SA Power Networks’ expenses from December’s storms are in the tens of millions through compensation payments to customers and overtime of at least $66 an hour paid to reduced linesman workforce of just 600, forced to cancelled leave to work 16-hour days to restore the network.
Third World chinese are used to slave labour, so with SA Power Networks being chinese-owned such totalitarianist dictat was to be expected.
South Australian Energy Minister Tom Koutsantonis, whose home was not affected by the blackout, said customers who had suffered more than 48 hours without power deserved more than the $605 in compensation offered by the Hong Kong-majority owned network operator.
The state’sreliance upon wind energy has been purely ideological at the expense of its economy. The wind farms in South Australia are owned by GDF Suez/Mitsui (French and Japanese), Acciona (Spanish), Pacific Hydro (Chinese parent), Infigen (US) , Meridian Energy (Kiwi), Trustpower (Kiwi), RATCH Australia (Thai) and Infrastructure Capital (US parent). So like SA Power Networks,the profits go offshore and the retail prices keep going up to reward private shareholders at the expense of the public.
State of Collapse
The take home of all this is that the Liberals and Labor in North Terrace have successively sold out South Australians to unreliable extortionate electricity dependence.
Public assets have been sold to foreign multinationals. Electricity is unaffordable.

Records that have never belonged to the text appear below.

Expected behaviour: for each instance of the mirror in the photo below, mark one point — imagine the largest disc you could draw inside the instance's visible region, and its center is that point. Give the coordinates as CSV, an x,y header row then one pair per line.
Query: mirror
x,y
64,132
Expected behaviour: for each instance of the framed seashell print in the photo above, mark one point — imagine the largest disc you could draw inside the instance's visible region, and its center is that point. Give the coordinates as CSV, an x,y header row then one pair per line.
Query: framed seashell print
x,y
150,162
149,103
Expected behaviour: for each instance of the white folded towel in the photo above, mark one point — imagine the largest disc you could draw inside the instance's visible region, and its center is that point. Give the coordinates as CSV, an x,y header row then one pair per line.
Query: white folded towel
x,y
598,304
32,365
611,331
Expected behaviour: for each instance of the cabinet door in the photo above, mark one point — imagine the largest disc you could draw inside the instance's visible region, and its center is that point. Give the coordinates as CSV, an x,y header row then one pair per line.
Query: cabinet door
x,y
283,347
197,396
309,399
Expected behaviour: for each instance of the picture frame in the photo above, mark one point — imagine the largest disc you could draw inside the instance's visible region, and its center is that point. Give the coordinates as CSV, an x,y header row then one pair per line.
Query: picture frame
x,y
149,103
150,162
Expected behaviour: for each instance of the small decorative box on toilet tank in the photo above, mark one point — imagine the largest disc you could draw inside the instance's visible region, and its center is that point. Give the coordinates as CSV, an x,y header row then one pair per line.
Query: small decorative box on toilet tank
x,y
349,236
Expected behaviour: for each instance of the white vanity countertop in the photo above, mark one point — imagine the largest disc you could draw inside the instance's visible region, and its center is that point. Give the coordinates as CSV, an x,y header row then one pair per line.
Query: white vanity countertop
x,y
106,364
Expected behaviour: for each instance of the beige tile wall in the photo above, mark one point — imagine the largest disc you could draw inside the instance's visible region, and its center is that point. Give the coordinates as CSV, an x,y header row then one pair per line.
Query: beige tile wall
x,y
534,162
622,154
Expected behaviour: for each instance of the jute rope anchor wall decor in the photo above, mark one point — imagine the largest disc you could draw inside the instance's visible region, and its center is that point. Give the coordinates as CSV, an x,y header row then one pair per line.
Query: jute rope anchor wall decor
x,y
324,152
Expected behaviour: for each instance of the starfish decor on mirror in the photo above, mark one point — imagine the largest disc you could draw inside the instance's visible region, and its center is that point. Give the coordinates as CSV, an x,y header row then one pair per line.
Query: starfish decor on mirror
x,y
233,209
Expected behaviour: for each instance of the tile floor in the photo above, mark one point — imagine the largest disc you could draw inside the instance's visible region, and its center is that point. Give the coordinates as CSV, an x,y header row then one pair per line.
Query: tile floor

Local industry is dead or dying. Even without the fall of Arrium, Holden and the automobile manufacturing supply chain, unemployment in SA will hit 10 per cent (ABS) in SA in the next two years. Rural South Australians have been abandoned by a leftist regime in North Terrace distracted by Greens ideology. Commercial businesses are losing money. Consumer sentiment is low. Tourism is going elsewhere. Unemployment is systemic and mass unemployment stalks. Poverty and homelessness is on the rise and there is a growing underclass.
Meanwhile, Jay Wetherill’s priorities lie with 267 illegals on Nauru who paid boat smugglers. Wetherill wants them flown to South Australia to queue jump locals for public services, free housing, free health, free education and welfare.
The SA brand has become a toxic risk. There is not enough private wealth being generated to raise sufficient tax revenue for the South Australian government to fund public services.
South Australian is on track to becoming an industry-less welfare state in a prolonged recession.